Они пошли рядомъ, и на крутомъ спускѣ Виланъ заботливо, какъ ребенка, поддерживалъ своего товарища за талію.
— Сейчасъ я видѣла Лію.
— Знаю. Вы были вмѣстѣ въ храмѣ.
— Да. Потомъ я проводила ихъ до домика Коро. Лія останется тамъ.
— Не разсказывай мнѣ этого. Вѣдь и ты могла бы придти ко мнѣ сегодня. И если ты никогда не полюбишь меня, то вѣдь и Коро… Онъ не найдетъ для себя никого, кромѣ Ліи. Никого, лучше Ліи.
— У тебя большіе глаза — и они такъ мало видятъ. Не минуетъ и года, говорю я тебѣ, какъ къ тебѣ придетъ Коро и будетъ разсказывать о своемъ горѣ. Сейчасъ онъ счастливъ — и Лія прекрасна, — но это еще не все. Каждый изгибъ мысли Коро знакомъ мнѣ. Поэтому я могу предвидѣть его будущее лучше, чѣмъ онъ самъ.

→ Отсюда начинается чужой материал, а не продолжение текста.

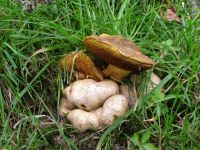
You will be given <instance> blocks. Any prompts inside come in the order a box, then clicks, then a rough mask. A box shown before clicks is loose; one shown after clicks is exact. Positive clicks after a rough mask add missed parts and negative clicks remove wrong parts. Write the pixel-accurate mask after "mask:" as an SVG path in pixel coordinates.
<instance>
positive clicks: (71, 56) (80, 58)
mask: <svg viewBox="0 0 200 150" xmlns="http://www.w3.org/2000/svg"><path fill="white" fill-rule="evenodd" d="M73 65H74V70H75V77H76V79H77V80H79V79H85V78H92V79H94V80H96V81H102V80H103V74H102V72H101V70H99V69H98V68H97V67H96V66H95V65H94V63H93V61H92V60H91V58H90V57H89V56H88V55H87V54H86V53H84V52H83V51H78V52H72V53H70V54H67V55H66V56H65V57H64V58H63V59H62V60H61V63H60V67H61V69H62V70H63V71H64V70H66V71H68V72H70V71H71V70H72V67H73Z"/></svg>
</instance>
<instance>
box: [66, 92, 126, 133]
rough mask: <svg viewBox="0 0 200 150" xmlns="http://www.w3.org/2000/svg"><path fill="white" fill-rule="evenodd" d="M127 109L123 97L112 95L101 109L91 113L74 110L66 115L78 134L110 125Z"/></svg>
mask: <svg viewBox="0 0 200 150" xmlns="http://www.w3.org/2000/svg"><path fill="white" fill-rule="evenodd" d="M127 109H128V101H127V99H126V97H125V96H123V95H114V96H111V97H110V98H108V99H107V100H106V101H105V103H104V104H103V107H99V108H97V109H96V110H93V111H89V112H88V111H85V110H81V109H74V110H72V111H70V112H69V113H68V114H67V119H68V120H69V121H70V123H71V124H72V126H73V127H74V128H75V129H77V130H79V131H80V132H83V131H86V130H88V129H91V130H97V129H100V128H101V127H105V126H108V125H111V124H112V123H113V122H114V121H115V119H116V118H117V117H121V116H123V115H124V114H125V112H126V111H127Z"/></svg>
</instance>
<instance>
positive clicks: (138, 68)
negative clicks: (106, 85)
mask: <svg viewBox="0 0 200 150" xmlns="http://www.w3.org/2000/svg"><path fill="white" fill-rule="evenodd" d="M83 44H84V46H85V47H86V48H87V49H88V50H89V51H91V52H92V53H94V54H95V55H97V56H98V57H100V58H102V59H103V60H105V62H107V63H108V66H107V68H106V69H105V70H103V74H104V76H105V77H110V78H112V79H115V80H117V81H120V80H121V79H122V78H124V77H126V76H128V75H129V73H130V72H131V71H133V72H134V73H138V72H140V71H144V70H147V69H149V68H151V67H152V66H153V64H154V62H153V61H152V60H151V59H150V58H148V57H147V56H145V55H143V54H142V53H141V52H140V50H139V48H138V47H137V45H136V44H135V43H134V42H132V41H130V40H128V39H125V38H123V37H120V36H111V35H108V34H101V35H100V36H96V35H91V36H87V37H86V38H85V39H84V41H83Z"/></svg>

— Я не могу спорить. Я знаю только, что потерялъ тебя навсегда. Ты думаешь, что Коро, въ концѣ концовъ, придетъ къ тебѣ? Но вѣдь и Лія не изъ тѣхъ, которыя слишкомъ быстро уступаютъ. Она постарается привязать къ себѣ художника всей силой любви и красоты. Да, да. Она красивѣе тебя.
Впереди, за поворотомъ дороги, забрезжилъ свѣтъ. И отзвуки движенія, голоса никогда не замирающей жизни, донеслись до ушей двухъ путниковъ.

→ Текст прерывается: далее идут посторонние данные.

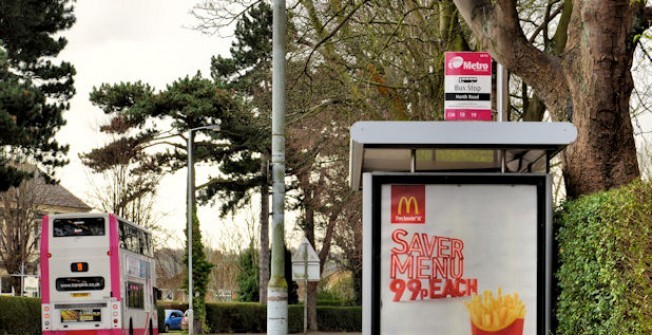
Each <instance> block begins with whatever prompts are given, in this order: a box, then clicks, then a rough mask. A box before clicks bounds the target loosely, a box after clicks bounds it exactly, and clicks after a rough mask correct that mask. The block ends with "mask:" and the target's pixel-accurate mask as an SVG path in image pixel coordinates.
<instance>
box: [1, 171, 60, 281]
mask: <svg viewBox="0 0 652 335" xmlns="http://www.w3.org/2000/svg"><path fill="white" fill-rule="evenodd" d="M29 170H31V171H32V173H34V174H35V176H34V177H32V178H31V179H27V180H23V181H22V182H21V183H20V185H19V186H18V187H12V188H10V189H9V190H7V191H6V192H3V193H0V260H2V262H3V263H4V266H5V268H6V270H7V272H8V273H9V274H10V275H11V274H17V273H21V271H24V272H31V273H36V270H37V269H36V267H37V262H36V261H35V260H36V259H37V257H38V256H37V253H38V245H39V240H40V236H41V229H40V223H41V216H42V214H43V213H42V212H41V211H40V207H41V206H42V205H43V204H46V203H47V199H49V197H50V195H51V190H52V187H53V185H48V184H46V182H45V181H44V179H43V178H42V177H41V176H39V174H38V171H35V169H34V168H31V169H29ZM20 285H21V283H20V278H19V277H12V280H11V286H12V287H13V288H14V291H15V292H21V287H20Z"/></svg>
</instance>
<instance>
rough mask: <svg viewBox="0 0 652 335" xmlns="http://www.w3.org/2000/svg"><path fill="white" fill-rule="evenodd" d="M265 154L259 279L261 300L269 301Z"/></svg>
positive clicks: (263, 301) (268, 189) (260, 210)
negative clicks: (259, 273) (259, 279)
mask: <svg viewBox="0 0 652 335" xmlns="http://www.w3.org/2000/svg"><path fill="white" fill-rule="evenodd" d="M267 157H268V156H267V155H266V154H263V156H262V157H261V160H260V161H261V163H260V172H261V174H262V176H263V182H262V184H261V187H260V259H259V267H260V274H259V276H260V280H259V287H258V292H259V294H260V295H259V296H260V298H259V302H260V303H267V285H268V284H269V182H268V176H269V174H268V171H269V170H268V163H269V161H268V159H267Z"/></svg>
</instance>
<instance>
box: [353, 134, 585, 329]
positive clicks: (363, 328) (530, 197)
mask: <svg viewBox="0 0 652 335" xmlns="http://www.w3.org/2000/svg"><path fill="white" fill-rule="evenodd" d="M576 136H577V131H576V129H575V127H574V126H573V125H572V124H570V123H538V122H531V123H526V122H524V123H492V122H446V123H445V122H394V121H378V122H375V121H365V122H358V123H355V124H354V125H353V126H352V127H351V147H350V169H349V172H350V176H349V181H350V184H351V187H352V188H354V189H356V190H362V192H363V334H365V335H371V334H373V335H377V334H449V335H467V334H469V335H486V334H502V335H523V334H525V335H544V334H548V333H549V330H550V322H551V309H552V308H551V304H552V301H551V279H552V269H551V261H552V192H551V188H552V187H551V185H552V177H551V175H550V174H549V170H550V160H551V158H552V157H553V156H554V155H555V154H557V153H558V152H559V151H561V150H562V149H563V148H564V147H565V146H566V145H568V144H570V143H571V142H573V141H574V140H575V138H576Z"/></svg>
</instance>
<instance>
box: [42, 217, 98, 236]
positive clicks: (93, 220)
mask: <svg viewBox="0 0 652 335" xmlns="http://www.w3.org/2000/svg"><path fill="white" fill-rule="evenodd" d="M53 233H54V237H71V236H104V234H105V226H104V218H76V219H55V220H54V222H53Z"/></svg>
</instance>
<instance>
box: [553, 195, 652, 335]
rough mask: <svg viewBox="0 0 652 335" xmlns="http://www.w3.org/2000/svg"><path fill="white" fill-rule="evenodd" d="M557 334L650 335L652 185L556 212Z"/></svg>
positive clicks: (651, 246)
mask: <svg viewBox="0 0 652 335" xmlns="http://www.w3.org/2000/svg"><path fill="white" fill-rule="evenodd" d="M555 224H556V226H557V243H558V250H559V259H558V262H559V267H558V270H557V272H556V276H557V280H558V289H559V294H558V301H557V308H556V311H555V312H556V317H557V320H556V322H557V331H556V334H557V335H601V334H604V335H618V334H623V335H649V334H652V233H651V232H652V185H651V184H650V183H641V182H636V183H634V184H632V185H630V186H628V187H625V188H621V189H618V190H612V191H609V192H602V193H599V194H595V195H591V196H587V197H583V198H581V199H578V200H576V201H572V202H567V203H565V204H564V205H563V206H562V208H561V209H560V210H559V211H557V213H556V217H555Z"/></svg>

— Вотъ мы и пришли уже! — съ сожалѣніемъ сказалъ Виланъ. — Слишкомъ скоро. И весь сегодняшній день прошелъ, какъ сонъ. Если бы у меня не было еще впереди такъ много веселой работы и такихъ увлекательныхъ надеждъ, — я, пожалуй, позавидовалъ бы Галу. За хорошимъ, утромъ для меня пришелъ плохой вечеръ, Формика…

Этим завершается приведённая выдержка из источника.